The E. coli present in most types of animal manure is slowly eliminated by more competitive microorganisms as compost matures. Using fresh, uncomposted manure near growing food plants is risky, as is consuming unwashed vegetables that grow within mud-splashing range of recently manured soil. But if you allow the compost to mature before applying it to your garden and always wash your produce before you eat it, you need not worry about this problem.
Many folks think that “teas” brewed from compost do good things when sprayed on plants, but nature’s version of compost tea — rainwater filtered through composting mulch — is much simpler and safer. Any tiny traces of E. coli are quarantined in the soil, where they meet their destiny with death. In contrast, brewing manure-based compost and spraying it on your food just doesn’t seem like a good idea.

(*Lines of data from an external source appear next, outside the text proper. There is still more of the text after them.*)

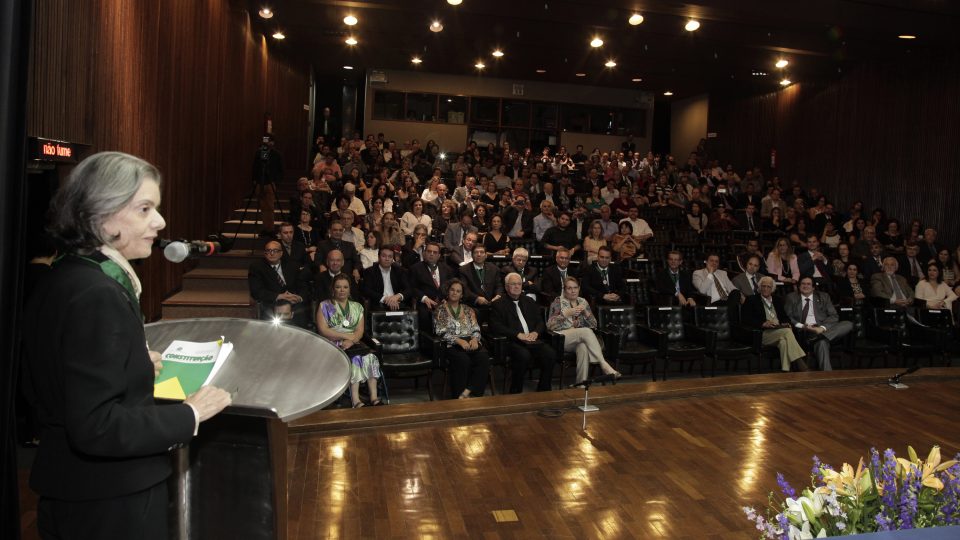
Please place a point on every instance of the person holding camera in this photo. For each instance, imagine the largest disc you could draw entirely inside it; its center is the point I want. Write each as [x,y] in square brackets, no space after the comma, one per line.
[267,172]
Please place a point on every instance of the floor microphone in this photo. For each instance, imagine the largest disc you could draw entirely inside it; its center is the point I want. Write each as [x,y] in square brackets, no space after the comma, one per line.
[180,250]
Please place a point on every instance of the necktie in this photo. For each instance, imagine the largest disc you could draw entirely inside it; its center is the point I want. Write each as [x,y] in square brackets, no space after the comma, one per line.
[897,291]
[523,322]
[720,290]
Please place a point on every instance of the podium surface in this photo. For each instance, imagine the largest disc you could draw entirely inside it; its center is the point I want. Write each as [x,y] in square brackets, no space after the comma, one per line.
[275,370]
[230,481]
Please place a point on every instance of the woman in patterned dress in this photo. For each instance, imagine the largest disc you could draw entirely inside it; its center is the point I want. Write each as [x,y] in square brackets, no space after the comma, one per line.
[340,320]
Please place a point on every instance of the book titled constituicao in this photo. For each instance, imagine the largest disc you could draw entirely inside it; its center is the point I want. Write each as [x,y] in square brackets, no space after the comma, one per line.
[188,365]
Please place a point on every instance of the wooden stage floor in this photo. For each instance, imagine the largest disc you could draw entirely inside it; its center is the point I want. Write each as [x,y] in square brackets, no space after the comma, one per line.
[672,459]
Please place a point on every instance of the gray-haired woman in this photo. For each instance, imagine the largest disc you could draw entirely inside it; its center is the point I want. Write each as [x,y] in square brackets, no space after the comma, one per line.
[101,467]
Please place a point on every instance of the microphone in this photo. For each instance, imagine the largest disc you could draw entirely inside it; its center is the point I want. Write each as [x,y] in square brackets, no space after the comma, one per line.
[180,250]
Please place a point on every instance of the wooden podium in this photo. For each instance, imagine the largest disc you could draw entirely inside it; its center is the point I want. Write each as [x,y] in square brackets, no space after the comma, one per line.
[231,480]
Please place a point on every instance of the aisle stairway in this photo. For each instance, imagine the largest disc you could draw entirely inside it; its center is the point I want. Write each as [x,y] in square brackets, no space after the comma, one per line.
[217,287]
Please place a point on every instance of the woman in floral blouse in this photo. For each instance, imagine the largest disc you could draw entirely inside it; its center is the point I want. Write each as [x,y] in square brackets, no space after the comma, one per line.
[456,324]
[570,315]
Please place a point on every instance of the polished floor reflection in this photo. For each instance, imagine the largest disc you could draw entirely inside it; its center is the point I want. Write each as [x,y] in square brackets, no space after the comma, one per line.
[673,468]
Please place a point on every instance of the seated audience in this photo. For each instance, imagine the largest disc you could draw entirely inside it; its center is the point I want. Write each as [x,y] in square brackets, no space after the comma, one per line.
[456,324]
[340,320]
[518,318]
[765,311]
[570,315]
[812,313]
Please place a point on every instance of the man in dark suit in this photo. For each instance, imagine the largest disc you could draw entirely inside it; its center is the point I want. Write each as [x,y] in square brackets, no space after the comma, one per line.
[551,284]
[517,220]
[812,313]
[270,280]
[765,311]
[323,280]
[813,263]
[482,279]
[384,284]
[675,282]
[519,319]
[426,281]
[603,281]
[351,259]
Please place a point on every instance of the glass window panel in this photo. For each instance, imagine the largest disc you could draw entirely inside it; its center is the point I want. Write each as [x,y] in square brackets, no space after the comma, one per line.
[453,109]
[485,111]
[422,107]
[388,105]
[515,113]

10. There are good uses for immature compost. Beyond composting in aboveground heaps and containers, you can make compost in excavated holes or pile up stuff in layered beds, and then plant right into the compost-in-progress. Peas, beans, potatoes and squash are especially well suited to growing in compost-filled trenches. In my garden, I use edible legumes as the first plants in new garden space, which may or may not get dug up before I layer up half-done compost with soil and whatever else I can find — grass clippings, weathered sawdust or horse manure from a friend’s barn. Some people call this lasagna compost. If you top off the layers with burlap or some other water-permeable cloth, you can call it Interbay compost, named after the innovative gardeners at Interbay Community Garden in Seattle, who reuse burlap coffee bags to cover layered compost. I call it comforter compost because it’s such a good way to tuck in soil for winter, or begin the healing process for soil that’s been neglected or abused.